Back to Essays

Building AI-Ready ETL Pipelines: Embeddings, Chunking, and Vector Storage

AI systems need data structured for embeddings and vector storage. Traditional ETL stops at the database. AI-ready ETL continues to the vector store.

ai-ready-etl-pipelines

You have a database full of product descriptions. Traditional ETL would clean them and load them into another database. But your AI search feature needs something different: it needs embeddings — lists of numbers that capture the meaning of each description so similar products can be found by semantic search. This is an AI ETL pipeline. The same pipeline patterns apply — extract, transform, load — but the transformations are fundamentally different. Text becomes vectors. Documents become chunks. Records become searchable by meaning, not just keywords.

This work is not about reinventing data engineering. It is about applying proven ETL patterns to a new class of transformations. The architecture stays the same: streaming for memory efficiency, batching for throughput, error handling for resilience. What changes is what happens inside the transformation step. Instead of renaming fields and cleaning phone numbers, you are splitting documents into chunks and generating mathematical representations of meaning.
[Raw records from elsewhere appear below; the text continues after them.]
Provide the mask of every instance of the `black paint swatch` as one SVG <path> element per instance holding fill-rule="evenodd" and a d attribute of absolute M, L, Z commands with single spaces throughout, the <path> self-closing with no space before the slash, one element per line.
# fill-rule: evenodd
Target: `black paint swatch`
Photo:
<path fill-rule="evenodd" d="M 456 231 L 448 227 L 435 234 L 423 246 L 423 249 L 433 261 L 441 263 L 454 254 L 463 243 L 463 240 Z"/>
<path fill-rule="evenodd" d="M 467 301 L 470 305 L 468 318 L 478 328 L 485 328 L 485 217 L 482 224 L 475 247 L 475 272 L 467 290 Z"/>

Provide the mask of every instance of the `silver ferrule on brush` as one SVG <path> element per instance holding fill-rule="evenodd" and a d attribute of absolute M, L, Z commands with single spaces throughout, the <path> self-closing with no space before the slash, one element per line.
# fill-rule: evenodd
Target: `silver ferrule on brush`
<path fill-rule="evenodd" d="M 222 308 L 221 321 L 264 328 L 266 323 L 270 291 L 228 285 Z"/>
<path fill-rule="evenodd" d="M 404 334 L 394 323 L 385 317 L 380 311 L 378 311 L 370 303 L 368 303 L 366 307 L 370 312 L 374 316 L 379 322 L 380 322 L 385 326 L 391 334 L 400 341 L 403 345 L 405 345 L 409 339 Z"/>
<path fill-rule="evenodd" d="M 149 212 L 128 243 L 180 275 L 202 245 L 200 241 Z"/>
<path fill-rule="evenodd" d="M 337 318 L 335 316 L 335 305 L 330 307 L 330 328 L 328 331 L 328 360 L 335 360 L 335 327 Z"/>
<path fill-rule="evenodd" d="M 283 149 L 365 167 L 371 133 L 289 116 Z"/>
This builds on the patterns from Memory-Efficient Data Processing. AI transformations are expensive — each embedding API call costs money and takes time — so batch processing and streaming matter even more than in traditional ETL.

What is an AI ETL Pipeline and How is It Different?

An AI ETL pipeline prepares data for use by AI applications. The most common use case today is RAG (Retrieval-Augmented Generation): giving an AI model access to your specific data so it can answer questions about your products, documents, or knowledge base. But the same patterns apply to recommendation systems, classification, and any application that needs to search by meaning.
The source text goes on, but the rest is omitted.